Joseph Prud'homme (Ph.D. Princeton) is the Burton Family Chair in Religion, Politics, and Culture and the Director of the Institute for Religion, Politics, and Culture at Washington College in Chestertown, MD, USA.
He just released a very interesting piece of research, "Separation of Church and State, American Exceptionalism, and the Contemporary Social Moment: Viewing Church–State Separation from the Priority of Slavery"
His main point is this :
"One deeply rooted assumption in American culture is the superiority of church–state separation to alternative church–state arrangements. However, by looking at a comparative history of the United Kingdom and the antebellum South, we can see that a church–state union defined by the authority of the state to incorporate changes in religious understanding, the incorporation of religious principles into the nation’s civil law, and the identification of normative nationality with adherence to a specific religious moral discipline can exercise a powerfully liberating effect. In contrast, an ethos of church–state separation can allow moral harms to fester free from an internal critique born of the indictment that the practices contradict core aspects of a nation’s law and identity".

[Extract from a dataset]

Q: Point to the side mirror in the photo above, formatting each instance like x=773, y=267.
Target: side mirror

In spite of its stimulating angle and solid research, I do not think that a valid fact-checking comparison may endorse this point.
The reason is that the comparison process lies on too shaky ground.

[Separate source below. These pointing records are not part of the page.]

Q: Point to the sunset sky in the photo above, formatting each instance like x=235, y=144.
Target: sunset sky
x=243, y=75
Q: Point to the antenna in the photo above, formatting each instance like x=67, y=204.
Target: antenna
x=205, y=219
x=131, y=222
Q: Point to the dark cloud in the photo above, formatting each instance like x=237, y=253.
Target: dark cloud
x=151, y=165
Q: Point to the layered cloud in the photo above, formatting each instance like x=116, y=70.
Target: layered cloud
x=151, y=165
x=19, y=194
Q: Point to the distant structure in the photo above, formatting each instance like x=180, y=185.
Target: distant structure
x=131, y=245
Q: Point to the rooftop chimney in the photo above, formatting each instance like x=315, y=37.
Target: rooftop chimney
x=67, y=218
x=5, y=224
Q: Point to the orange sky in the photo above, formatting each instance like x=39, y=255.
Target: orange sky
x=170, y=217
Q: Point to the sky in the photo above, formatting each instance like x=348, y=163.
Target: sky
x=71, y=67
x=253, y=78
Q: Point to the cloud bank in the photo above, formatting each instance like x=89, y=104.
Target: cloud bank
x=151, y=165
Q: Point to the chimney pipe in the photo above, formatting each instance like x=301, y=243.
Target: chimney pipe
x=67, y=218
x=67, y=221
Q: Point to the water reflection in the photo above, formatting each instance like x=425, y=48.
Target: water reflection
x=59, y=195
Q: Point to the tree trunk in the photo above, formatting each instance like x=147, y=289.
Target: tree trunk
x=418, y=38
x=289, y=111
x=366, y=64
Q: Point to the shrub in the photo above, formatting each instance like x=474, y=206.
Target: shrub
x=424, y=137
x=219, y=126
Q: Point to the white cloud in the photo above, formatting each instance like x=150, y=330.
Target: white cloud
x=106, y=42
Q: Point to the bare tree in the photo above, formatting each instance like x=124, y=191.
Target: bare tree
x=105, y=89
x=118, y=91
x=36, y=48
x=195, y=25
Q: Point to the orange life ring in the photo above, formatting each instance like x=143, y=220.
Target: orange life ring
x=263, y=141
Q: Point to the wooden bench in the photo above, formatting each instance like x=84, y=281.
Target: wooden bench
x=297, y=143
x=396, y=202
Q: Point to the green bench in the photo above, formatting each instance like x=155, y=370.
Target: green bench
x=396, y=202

To make it really work, the comparison should have been done between two American countries both heavily impacted by slavery on their own soil: USA and Brazil. Comparing USA with UK does not make much sense, and does demonstrate nothing.

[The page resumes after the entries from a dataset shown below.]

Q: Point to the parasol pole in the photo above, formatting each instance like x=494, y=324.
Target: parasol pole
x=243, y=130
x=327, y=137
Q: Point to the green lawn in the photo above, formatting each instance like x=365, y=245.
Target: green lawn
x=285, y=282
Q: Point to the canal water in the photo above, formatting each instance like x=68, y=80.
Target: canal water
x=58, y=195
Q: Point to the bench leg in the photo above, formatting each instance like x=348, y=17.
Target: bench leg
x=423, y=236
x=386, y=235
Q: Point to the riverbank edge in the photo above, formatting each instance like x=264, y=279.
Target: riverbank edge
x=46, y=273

Through a methodogically valid comparison however (USA and Brazil), conclusions can then be drawn: I'm afraid they will go to the opposite direction of what is assumed in Joseph Prud'homme paper:
While Brazil did not separate the Catholic Church from the State before 1891, it was very slow also in abolishing slavery (done in 1888). In comparison, USA, with a strict Church-State separation, abolished slavery in 1865, 23 years before Brazil.